Students can expect a guest speaker each week from companies such as Amgen, Westin Hotels, The Four Seasons, the Oaks Mall, Los Angeles Convention Center, Valley Economic Alliance and more. The speakers share their knowledge and expertise on the subjects of marketing, social media, non-profit fundraising, food and wine pairing, hotel management, audiovisual, etc. Students ask questions and interact with each guest. Time is made available each week to walk each visitor to his or her car for an extra networking opportunity.
“I think he is a master at networking,” Keitel said. “That’s an unusual skill to have in a faculty member on any campus.”
Smith asked his students to set up a LinkedIn account, a business-oriented social networking service, so they can stay connected to Smith and the guest speakers of each week.

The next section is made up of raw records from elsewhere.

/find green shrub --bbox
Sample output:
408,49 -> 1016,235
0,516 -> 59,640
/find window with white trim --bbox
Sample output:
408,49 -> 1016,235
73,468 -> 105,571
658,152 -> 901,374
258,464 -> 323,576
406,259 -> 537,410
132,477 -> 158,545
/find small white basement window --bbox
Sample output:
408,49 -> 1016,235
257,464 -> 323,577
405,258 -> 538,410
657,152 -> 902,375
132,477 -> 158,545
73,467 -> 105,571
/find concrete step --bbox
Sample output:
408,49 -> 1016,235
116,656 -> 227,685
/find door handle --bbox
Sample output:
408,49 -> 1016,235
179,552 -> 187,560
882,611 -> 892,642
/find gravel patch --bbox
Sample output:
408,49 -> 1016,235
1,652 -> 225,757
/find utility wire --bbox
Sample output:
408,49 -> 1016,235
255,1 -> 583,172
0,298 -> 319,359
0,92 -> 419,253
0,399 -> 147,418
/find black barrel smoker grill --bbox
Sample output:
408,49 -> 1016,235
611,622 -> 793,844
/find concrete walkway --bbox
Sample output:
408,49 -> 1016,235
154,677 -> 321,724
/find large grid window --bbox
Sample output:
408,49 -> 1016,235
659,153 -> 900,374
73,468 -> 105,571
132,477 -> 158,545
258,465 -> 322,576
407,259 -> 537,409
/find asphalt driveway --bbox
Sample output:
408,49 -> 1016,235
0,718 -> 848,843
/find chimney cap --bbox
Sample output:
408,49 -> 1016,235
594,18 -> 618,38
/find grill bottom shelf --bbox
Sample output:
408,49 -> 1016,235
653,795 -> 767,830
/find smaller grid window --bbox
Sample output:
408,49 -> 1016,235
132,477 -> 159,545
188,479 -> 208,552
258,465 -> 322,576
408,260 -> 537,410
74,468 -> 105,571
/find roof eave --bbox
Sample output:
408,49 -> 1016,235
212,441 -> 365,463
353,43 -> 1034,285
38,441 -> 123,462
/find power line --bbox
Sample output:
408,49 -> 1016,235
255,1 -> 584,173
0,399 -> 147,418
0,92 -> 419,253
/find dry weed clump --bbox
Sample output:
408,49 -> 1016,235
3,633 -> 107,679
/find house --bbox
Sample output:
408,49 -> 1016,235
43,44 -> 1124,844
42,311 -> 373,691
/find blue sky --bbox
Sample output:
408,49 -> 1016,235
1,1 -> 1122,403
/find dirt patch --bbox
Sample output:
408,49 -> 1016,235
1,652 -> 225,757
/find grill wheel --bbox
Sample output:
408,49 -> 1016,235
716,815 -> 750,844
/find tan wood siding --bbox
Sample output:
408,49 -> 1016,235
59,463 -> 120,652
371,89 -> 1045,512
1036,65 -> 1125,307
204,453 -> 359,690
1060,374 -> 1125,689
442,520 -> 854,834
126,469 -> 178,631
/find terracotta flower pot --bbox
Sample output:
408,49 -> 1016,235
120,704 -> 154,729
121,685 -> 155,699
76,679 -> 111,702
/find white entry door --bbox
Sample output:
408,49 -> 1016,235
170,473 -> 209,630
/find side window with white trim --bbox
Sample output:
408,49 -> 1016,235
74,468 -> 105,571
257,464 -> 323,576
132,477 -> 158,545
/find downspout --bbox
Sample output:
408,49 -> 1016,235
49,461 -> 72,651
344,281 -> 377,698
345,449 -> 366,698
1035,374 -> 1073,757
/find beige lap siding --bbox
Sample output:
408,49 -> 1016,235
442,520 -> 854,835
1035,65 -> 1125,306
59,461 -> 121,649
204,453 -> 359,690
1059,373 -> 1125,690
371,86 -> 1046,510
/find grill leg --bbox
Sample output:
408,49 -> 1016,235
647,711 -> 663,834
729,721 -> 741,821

Melena Van Booven, senior on campus and communication major, took Smith’s class her junior year.
“It was really interesting because the guest speakers were something I hadn’t really experienced before,” Van Booven said. “They were really great for networking and I’m connected with a bunch of them on LinkedIn now. I don’t think any other professor that I’ve had has ever done that before.”
Van Booven even worked an event planning internship after completing the course.
“I was able to put a lot of the course principles and assignments on my resume,” Van Booven said. “I was able to say in my interview I’ve had a really in-depth class on event planning…even though I haven’t had a lot of experience in it…which I thought was probably the main reason why I got the internship.”
In the last four years of his teaching career on campus, Smith has had around 250 students take his class. He prides himself on preparing his students for the professional world.
“The events industry is one that will always be here,” Smith said. “It touches finance, it touches marketing, it touches every sector of the work place where a graduate will land.”
Smith has had a number of students receive internships and paid jobs from guest speakers because of the networking opportunities he provides.
“Tom can open up his contact list and share it with other people so they can get their first step, that’s the part I think is so valuable,” Keitel said.
Aside from the collection of speakers Smith has, students will be expected to provide a group presentation that puts on an event from start to finish. Students are exposed to hands-on experience and the amount of detail required in putting on events such as a trade show, concert or holiday party.
“The challenge for me is just squeezing it all into a 16 week opportunity,” Smith said. “I strive to have a curriculum that is exciting and something that they haven’t experienced before.”